Cette « loufoquerie » est bien plus profonde que l’on imagine, car elle interroge sur un sujet intemporel : peut-on vraiment endosser tout à fait une culture qui n’est pas la sienne ? A quoi est-il possible de renoncer et jusqu’à quel point faut-il le faire ? Et quel en est le coût, le prix à payer ?
Que l’on adhère ou non au parti pris de l’auteur, qu’on le juge crédible ou pas, ce monologue d’une heure résonne fortement et longtemps après l’avoir entendu.
Cette pièce est également formidable en raison de la « transformation » de l’acteur et de sa mise en scène.
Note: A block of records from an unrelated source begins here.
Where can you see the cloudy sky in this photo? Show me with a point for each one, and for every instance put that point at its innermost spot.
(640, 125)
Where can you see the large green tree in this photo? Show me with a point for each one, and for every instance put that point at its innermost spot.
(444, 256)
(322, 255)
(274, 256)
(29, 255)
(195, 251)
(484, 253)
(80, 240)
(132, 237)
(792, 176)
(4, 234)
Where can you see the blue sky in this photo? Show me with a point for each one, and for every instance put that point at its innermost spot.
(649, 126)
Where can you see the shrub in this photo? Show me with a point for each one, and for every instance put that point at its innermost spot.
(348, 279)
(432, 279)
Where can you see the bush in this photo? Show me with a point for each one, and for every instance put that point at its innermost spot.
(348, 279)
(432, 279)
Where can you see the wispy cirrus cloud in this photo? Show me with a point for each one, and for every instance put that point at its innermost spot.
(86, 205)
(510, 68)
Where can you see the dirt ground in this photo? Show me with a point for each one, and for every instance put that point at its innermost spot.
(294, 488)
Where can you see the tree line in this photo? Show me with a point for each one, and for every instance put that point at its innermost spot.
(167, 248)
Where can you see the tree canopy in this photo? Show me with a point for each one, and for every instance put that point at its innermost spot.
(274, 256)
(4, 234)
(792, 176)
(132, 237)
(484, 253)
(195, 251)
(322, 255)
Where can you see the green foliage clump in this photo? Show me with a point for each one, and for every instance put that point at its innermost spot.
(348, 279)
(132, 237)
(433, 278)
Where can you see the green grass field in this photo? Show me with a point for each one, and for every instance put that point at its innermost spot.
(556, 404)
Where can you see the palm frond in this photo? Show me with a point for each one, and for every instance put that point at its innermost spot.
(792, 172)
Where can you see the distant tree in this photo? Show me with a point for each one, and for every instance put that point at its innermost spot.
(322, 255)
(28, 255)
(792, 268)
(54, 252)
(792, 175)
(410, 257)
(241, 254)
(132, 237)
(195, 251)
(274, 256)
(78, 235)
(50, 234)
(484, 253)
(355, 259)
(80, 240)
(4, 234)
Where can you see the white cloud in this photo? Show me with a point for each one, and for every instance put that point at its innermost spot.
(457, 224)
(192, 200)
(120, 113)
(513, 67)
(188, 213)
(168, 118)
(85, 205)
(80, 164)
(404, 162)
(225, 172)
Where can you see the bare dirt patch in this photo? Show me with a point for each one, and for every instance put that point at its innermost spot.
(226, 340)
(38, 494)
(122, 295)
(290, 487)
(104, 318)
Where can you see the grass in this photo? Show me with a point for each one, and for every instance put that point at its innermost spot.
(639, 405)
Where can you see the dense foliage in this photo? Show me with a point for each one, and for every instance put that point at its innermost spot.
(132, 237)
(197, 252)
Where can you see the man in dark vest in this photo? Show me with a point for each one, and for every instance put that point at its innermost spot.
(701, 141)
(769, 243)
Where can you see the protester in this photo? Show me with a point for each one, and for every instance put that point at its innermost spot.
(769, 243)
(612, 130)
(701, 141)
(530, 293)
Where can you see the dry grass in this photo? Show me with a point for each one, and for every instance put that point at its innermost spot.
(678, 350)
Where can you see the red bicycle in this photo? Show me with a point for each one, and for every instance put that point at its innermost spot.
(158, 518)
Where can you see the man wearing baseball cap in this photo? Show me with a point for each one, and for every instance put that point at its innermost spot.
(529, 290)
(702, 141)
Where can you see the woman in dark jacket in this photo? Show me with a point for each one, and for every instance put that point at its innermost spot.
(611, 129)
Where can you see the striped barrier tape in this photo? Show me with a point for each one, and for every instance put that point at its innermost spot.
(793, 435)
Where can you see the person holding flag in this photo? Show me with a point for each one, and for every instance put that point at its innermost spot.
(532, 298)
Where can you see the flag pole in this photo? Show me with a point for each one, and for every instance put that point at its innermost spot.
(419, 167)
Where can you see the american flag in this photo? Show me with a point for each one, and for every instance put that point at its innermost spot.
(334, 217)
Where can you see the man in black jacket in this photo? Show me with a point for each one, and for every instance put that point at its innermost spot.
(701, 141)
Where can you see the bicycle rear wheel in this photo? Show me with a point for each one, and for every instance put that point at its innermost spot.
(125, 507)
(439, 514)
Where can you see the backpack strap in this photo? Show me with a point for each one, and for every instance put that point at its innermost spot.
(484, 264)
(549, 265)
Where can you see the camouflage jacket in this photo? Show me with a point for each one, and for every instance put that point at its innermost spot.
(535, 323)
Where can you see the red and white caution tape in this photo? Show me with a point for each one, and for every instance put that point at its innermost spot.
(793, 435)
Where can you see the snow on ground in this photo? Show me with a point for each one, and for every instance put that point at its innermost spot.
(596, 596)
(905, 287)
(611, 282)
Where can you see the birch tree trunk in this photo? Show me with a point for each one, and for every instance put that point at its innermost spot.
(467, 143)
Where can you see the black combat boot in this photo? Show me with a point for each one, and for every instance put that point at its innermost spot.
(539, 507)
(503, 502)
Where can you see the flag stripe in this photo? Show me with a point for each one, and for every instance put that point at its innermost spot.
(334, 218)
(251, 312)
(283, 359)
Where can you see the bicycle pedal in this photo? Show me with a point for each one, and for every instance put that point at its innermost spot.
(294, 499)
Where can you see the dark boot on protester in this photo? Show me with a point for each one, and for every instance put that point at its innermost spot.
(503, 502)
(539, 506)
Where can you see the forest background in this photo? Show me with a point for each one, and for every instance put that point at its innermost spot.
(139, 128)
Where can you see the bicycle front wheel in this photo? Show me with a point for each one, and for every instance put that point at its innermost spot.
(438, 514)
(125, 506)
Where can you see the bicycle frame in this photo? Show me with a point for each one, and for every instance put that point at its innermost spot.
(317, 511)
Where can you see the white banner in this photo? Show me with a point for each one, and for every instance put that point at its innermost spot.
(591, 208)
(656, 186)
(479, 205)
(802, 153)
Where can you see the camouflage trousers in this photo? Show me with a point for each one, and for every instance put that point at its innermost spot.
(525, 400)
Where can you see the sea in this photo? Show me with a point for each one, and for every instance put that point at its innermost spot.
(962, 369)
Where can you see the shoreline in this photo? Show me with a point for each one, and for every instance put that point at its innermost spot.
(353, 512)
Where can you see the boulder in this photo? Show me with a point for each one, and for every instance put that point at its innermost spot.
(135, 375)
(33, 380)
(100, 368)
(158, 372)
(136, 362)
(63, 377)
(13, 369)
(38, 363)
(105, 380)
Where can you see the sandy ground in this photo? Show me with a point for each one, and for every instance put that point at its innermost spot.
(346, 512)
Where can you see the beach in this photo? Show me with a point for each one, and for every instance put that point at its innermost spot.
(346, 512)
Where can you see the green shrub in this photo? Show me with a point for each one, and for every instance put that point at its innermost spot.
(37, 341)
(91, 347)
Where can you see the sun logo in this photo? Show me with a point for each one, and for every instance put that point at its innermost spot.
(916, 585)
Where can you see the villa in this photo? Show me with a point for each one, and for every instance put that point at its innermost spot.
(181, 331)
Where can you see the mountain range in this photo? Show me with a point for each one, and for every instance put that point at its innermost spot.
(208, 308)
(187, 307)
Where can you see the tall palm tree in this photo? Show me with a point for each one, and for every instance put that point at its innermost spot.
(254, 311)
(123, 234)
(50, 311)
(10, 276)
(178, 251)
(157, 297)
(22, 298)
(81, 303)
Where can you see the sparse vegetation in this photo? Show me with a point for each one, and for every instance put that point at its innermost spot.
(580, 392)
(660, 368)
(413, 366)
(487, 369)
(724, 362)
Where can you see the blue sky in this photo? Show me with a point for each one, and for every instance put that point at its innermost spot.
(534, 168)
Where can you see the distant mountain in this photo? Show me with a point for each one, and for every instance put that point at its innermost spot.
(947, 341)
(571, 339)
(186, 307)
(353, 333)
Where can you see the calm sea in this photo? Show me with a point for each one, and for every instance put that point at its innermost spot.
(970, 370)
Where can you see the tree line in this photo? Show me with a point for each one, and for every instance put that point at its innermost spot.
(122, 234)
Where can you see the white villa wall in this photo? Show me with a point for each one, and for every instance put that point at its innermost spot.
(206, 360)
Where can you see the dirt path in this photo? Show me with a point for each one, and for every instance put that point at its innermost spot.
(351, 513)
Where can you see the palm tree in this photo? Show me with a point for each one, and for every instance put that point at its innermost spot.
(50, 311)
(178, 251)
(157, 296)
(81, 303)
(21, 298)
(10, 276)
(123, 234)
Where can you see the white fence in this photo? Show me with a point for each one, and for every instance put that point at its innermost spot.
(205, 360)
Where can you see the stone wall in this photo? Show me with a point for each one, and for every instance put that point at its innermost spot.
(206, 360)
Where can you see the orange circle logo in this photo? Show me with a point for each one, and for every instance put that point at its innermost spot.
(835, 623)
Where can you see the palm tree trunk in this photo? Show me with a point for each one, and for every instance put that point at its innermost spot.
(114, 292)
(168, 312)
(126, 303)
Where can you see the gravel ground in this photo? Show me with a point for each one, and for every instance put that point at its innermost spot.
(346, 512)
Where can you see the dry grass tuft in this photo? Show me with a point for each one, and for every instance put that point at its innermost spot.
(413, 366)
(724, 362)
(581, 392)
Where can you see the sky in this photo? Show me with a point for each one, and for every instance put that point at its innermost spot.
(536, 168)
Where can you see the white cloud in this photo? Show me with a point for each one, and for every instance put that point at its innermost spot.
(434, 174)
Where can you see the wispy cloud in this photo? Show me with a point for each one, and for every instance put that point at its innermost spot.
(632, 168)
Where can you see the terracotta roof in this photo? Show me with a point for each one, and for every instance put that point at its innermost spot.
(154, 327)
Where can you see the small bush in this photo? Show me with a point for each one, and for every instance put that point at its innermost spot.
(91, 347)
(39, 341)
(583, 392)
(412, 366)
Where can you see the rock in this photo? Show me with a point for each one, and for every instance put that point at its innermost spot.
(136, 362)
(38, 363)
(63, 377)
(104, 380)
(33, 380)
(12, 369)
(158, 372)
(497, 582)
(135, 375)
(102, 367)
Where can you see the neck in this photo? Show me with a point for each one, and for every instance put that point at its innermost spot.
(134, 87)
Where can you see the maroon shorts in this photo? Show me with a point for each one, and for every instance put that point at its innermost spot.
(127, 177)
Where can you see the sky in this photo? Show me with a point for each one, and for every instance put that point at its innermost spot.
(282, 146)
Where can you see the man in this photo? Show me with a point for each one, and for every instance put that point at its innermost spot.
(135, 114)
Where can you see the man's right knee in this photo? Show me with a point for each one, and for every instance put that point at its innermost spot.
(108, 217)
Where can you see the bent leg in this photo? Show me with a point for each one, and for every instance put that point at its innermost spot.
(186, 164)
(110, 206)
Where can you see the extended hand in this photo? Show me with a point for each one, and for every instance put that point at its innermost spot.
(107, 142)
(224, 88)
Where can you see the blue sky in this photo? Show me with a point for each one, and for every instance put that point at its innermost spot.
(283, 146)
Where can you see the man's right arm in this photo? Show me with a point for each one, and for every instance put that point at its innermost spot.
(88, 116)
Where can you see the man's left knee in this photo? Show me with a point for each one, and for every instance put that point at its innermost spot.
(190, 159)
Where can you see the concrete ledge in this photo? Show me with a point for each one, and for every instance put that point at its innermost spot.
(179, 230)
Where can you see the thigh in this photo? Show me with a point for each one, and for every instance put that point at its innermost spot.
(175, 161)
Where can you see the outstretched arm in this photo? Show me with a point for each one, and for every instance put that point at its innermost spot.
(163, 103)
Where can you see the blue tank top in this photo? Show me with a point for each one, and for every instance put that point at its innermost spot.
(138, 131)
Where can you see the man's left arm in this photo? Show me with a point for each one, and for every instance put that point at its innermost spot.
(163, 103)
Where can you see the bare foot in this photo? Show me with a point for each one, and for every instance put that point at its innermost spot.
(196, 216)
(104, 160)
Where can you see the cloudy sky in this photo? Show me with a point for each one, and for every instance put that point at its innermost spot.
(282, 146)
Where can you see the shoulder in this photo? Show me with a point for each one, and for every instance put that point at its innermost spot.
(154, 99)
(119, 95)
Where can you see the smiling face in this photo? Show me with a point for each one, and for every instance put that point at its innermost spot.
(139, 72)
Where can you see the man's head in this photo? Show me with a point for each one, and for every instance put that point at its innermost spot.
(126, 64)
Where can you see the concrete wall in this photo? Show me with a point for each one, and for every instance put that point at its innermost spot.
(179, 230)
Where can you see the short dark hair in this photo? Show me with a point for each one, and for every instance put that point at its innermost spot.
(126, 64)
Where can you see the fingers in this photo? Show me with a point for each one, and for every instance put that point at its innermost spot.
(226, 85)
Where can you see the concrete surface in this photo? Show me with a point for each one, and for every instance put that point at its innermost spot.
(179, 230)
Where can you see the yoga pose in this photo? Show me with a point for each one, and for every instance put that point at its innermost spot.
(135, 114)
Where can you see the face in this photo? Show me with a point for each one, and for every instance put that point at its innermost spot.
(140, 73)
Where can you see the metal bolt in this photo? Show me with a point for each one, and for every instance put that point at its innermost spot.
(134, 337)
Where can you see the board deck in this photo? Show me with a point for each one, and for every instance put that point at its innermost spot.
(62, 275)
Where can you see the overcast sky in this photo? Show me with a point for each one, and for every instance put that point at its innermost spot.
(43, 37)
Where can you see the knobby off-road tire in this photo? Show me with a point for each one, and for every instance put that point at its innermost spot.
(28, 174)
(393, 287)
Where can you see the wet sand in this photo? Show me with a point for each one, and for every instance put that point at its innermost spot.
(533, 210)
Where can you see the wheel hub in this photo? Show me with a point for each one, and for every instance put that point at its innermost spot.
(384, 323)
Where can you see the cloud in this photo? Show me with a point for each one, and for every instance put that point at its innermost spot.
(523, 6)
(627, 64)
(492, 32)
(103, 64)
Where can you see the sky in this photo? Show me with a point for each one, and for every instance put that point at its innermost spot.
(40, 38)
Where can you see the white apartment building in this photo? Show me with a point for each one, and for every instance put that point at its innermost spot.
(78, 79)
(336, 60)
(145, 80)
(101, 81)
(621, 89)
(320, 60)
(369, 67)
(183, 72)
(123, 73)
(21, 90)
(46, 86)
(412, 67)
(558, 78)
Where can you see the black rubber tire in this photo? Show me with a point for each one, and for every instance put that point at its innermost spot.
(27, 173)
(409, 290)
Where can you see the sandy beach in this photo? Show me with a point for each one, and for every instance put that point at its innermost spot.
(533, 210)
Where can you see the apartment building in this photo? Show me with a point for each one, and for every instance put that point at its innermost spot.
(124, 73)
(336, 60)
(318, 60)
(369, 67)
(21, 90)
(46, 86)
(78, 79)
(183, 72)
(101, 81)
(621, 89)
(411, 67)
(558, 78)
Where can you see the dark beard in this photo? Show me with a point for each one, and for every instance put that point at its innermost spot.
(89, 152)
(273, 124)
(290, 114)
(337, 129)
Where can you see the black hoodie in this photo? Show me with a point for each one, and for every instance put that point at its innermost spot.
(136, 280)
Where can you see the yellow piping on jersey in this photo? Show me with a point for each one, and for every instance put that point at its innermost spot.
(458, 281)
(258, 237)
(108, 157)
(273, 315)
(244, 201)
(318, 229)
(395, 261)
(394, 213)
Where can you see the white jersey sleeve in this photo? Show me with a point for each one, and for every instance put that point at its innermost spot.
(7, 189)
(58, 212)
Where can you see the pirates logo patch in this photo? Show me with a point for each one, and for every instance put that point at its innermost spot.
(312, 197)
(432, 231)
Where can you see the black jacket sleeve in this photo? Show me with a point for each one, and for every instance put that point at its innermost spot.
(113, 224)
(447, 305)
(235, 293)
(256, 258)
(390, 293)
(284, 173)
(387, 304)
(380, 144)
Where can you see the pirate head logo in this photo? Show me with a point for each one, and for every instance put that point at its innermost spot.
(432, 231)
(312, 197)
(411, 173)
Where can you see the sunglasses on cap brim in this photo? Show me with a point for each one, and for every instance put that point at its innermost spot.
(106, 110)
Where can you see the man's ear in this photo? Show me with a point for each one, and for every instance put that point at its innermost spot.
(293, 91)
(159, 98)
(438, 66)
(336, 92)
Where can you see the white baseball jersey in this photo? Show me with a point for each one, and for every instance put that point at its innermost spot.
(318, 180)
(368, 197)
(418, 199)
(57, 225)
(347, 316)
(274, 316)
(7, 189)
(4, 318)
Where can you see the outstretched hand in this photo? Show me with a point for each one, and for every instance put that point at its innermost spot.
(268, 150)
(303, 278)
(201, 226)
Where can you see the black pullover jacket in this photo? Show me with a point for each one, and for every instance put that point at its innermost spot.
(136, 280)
Alors que le gorille est devenu homme, et le spectateur ne peut pas en douter une seconde tant le maquillage est réussi, avec finesse et ironie, mais un peu trop de crachats à mon goût, l’acteur, par ses gestes, sa démarche, nous campe des attitudes communes à tous, caractéristiques de notre humanité dont certaines, finalement, ne pourraient-elles pas être de vieux restes de nos origines simiesques ?...
(Florence, Paris)

Extraordinaire performance :
Avant tout, saluons l’extraordinaire performance du comédien Brontis Jodorowsky, il est tout simplement époustouflant.
En une heure, cette pièce nous donne une leçon de philosophie sur la nature animale de l’humain. À travers ce gorille qui a dû renoncer à sa condition simiesque pour « se fondre dans le paysage », sont abordés de multiples thèmes qui, au fur et à mesure, nous interrogent sur l’absurdité de la vie et nous remettent, ou pas, en question. Pour Bergson, le rire est le propre de l’homme, pour Kafka ne serait-ce pas l’amour ?
Chacun se fera son opinion, on peut ne pas être forcément d’accord avec certaines réflexions mais le mérite de ce spectacle est de ne pas laisser indifférent. Bref, un spectacle à conseiller.
(
Marianne, Paris)

En synthèse :

Un sujet qui pousse à réfléchir et une interprétation époustouflante.